Two recent items from New Jersey have showcased just how the political lines separating support for either vouchers or tax credit scholarships continue to blur.
The first is commentary from Tom Byrne, who served two terms as chairman of New Jersey’s Democratic Party from 1994 to 1997, supporting New Jersey’s proposed Opportunity Scholarship Act. The politics are changing, Byrne says, because “many have come to see school choice as a civil rights issue,” and an increasing number of Democrats don’t believe it weakens traditional public schools:
Saying that it is not fair to leave some kids behind in a public school is a tacit acknowledgement of a serious problem there. If you saw ten people drowning in a lake and knew you could only rescue one or two, would you let them all drown in order to be fair to all victims? Let’s flip the logic in another direction.
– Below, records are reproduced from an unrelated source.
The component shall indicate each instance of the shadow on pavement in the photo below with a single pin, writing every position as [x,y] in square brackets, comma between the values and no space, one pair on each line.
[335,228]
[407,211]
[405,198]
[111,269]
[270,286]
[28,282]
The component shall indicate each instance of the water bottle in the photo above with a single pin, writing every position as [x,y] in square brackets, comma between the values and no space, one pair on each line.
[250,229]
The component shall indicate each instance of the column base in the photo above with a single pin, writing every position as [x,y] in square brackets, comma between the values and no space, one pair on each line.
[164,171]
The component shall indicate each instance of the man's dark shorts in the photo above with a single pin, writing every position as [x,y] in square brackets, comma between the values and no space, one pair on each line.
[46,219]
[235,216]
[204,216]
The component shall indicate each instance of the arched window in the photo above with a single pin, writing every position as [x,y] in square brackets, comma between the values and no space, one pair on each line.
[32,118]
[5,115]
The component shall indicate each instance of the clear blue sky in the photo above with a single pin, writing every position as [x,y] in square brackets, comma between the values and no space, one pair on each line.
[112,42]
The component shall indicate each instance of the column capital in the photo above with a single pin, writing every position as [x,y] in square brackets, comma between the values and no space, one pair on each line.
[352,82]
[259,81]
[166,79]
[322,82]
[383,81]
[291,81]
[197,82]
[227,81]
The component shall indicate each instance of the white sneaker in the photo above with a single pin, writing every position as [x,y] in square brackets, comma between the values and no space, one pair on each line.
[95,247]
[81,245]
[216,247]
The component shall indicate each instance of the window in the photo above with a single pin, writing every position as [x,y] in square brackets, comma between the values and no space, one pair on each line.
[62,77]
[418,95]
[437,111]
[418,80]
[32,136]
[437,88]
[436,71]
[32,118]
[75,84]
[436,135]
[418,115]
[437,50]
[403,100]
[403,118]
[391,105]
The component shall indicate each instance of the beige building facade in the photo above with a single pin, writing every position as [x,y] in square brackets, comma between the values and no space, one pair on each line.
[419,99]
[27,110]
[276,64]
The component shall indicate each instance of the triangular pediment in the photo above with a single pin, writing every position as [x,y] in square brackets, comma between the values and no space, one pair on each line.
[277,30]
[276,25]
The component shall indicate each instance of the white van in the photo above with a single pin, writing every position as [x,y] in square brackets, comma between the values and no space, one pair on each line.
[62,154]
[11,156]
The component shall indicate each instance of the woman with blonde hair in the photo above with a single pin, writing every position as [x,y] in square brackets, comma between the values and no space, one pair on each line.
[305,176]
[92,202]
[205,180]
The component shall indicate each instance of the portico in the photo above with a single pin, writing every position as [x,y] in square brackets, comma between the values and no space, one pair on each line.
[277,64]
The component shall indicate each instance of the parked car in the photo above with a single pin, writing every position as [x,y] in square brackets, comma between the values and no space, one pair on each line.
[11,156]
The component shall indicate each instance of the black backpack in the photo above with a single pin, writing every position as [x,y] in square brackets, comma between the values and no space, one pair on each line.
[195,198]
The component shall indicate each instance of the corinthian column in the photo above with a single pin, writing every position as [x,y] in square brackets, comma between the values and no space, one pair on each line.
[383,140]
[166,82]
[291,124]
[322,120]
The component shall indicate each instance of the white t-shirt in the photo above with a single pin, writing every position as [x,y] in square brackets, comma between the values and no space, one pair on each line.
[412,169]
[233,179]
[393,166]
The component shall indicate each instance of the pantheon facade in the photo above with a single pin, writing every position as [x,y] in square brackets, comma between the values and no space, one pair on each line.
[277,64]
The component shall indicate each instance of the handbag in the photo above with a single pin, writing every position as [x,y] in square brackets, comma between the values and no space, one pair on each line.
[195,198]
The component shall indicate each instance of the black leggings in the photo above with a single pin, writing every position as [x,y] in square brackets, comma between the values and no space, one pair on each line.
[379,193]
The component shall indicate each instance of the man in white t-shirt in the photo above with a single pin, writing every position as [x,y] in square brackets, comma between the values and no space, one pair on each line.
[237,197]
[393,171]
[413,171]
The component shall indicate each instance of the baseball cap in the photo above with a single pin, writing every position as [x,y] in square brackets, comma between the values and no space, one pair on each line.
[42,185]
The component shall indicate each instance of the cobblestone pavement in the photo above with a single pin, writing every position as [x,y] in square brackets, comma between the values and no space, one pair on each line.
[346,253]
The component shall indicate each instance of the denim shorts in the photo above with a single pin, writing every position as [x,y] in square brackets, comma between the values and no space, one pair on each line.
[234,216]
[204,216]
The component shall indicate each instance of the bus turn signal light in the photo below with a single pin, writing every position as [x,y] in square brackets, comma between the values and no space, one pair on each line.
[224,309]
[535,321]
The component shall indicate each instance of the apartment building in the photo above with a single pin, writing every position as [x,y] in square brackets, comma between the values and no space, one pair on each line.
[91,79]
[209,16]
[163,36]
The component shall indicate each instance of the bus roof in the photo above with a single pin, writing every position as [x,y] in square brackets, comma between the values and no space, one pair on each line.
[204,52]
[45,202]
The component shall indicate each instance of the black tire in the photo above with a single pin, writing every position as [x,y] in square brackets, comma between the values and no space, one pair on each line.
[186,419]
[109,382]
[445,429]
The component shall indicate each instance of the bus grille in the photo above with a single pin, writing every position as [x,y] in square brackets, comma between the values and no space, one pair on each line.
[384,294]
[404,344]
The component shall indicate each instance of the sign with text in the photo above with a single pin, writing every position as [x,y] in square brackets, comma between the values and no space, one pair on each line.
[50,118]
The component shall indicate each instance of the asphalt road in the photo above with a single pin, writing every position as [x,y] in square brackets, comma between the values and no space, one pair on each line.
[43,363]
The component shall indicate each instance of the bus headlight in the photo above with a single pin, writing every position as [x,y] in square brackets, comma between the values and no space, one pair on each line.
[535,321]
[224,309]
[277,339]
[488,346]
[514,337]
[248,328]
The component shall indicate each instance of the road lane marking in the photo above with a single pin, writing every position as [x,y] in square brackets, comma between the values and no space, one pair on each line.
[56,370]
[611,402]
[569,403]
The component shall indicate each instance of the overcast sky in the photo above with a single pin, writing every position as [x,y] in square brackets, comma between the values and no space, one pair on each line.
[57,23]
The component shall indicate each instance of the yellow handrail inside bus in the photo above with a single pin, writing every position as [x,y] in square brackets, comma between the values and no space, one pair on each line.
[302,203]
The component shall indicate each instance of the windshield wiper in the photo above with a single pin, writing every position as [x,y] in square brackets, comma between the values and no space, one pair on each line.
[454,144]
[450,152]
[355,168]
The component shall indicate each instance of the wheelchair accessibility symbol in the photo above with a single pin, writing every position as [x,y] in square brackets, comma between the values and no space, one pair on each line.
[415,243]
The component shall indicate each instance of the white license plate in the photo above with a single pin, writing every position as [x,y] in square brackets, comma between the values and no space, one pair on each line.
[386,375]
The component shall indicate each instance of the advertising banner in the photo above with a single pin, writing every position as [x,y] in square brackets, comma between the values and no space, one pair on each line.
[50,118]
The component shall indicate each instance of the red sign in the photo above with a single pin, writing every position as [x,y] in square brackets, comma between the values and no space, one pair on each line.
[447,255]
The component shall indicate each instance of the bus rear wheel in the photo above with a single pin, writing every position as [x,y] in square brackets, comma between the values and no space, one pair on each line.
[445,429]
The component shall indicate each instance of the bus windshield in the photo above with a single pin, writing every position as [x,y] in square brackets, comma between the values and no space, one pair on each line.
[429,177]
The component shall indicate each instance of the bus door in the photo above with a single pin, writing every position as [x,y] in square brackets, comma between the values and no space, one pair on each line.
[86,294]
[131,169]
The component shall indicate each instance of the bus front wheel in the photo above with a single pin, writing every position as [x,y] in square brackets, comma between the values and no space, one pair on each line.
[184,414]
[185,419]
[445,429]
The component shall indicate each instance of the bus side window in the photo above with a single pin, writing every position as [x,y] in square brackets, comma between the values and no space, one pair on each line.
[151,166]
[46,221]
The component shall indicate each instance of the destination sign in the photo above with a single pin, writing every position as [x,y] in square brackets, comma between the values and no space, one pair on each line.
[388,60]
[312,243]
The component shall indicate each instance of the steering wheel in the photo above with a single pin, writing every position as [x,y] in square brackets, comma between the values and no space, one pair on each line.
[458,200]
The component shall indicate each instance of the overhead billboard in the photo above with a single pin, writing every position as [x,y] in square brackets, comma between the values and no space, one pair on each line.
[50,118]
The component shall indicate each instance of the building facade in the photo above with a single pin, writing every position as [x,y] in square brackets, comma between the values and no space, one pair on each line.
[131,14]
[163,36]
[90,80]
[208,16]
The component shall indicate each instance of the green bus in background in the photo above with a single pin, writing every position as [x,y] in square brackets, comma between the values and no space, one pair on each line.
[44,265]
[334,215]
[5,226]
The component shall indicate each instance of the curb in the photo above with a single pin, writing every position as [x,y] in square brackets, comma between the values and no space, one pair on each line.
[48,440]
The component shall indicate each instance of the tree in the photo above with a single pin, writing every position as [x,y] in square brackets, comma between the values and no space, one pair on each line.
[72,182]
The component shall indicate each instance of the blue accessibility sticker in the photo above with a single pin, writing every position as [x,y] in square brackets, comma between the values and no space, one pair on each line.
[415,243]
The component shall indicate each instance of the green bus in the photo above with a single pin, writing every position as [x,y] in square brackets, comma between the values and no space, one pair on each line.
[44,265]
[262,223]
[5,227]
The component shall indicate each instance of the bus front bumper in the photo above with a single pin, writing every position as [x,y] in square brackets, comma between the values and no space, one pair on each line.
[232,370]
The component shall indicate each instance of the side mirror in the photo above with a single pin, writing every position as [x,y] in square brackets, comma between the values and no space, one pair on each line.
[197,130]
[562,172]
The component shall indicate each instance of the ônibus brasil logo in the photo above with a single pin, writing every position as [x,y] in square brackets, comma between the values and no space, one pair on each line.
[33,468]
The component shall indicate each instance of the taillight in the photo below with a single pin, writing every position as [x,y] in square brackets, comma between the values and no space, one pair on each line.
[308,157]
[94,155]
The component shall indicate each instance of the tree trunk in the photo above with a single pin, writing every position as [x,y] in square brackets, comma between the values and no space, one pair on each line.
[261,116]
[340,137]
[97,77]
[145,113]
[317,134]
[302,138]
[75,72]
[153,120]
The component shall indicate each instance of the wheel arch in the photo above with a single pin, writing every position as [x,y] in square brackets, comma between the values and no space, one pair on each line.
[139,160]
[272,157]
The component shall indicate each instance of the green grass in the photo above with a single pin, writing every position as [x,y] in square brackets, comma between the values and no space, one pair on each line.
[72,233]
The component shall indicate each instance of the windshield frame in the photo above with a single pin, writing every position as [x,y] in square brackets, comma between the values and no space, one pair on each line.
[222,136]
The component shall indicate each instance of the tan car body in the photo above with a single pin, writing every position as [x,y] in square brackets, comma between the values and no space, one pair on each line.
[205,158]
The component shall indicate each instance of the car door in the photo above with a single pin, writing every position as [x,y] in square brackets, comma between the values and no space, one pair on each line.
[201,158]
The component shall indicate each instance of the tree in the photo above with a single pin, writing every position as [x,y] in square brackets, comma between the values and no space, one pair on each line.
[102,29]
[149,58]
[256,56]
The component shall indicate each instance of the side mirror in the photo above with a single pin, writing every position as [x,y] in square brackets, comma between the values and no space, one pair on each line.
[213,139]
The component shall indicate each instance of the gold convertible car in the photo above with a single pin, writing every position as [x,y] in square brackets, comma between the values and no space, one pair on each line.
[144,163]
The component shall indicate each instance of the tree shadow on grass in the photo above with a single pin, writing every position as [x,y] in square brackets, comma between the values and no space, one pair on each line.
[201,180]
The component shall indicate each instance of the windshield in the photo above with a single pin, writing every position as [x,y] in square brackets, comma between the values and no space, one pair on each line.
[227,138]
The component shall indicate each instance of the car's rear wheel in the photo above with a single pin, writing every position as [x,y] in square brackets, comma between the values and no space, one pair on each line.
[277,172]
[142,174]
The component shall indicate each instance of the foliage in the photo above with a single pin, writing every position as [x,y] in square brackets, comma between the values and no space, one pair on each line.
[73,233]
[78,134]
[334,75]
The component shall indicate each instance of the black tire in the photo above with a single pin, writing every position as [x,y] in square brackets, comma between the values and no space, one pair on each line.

Democrats almost all favor affordable housing policies with lotteries that give some people a wonderful new home while leaving others behind. This is so even though the available funds might be better spent making far more existing homes more energy-efficient and lead-free. A housing lottery that leaves people behind is okay, but an education lottery somehow is not.
The second item is notable for a fact that might escape some readers: A news story from the Bergen Record that quotes only Democratic lawmakers — those who support, and are sponsoring, the proposed Opportunity Scholarship, and those who oppose it.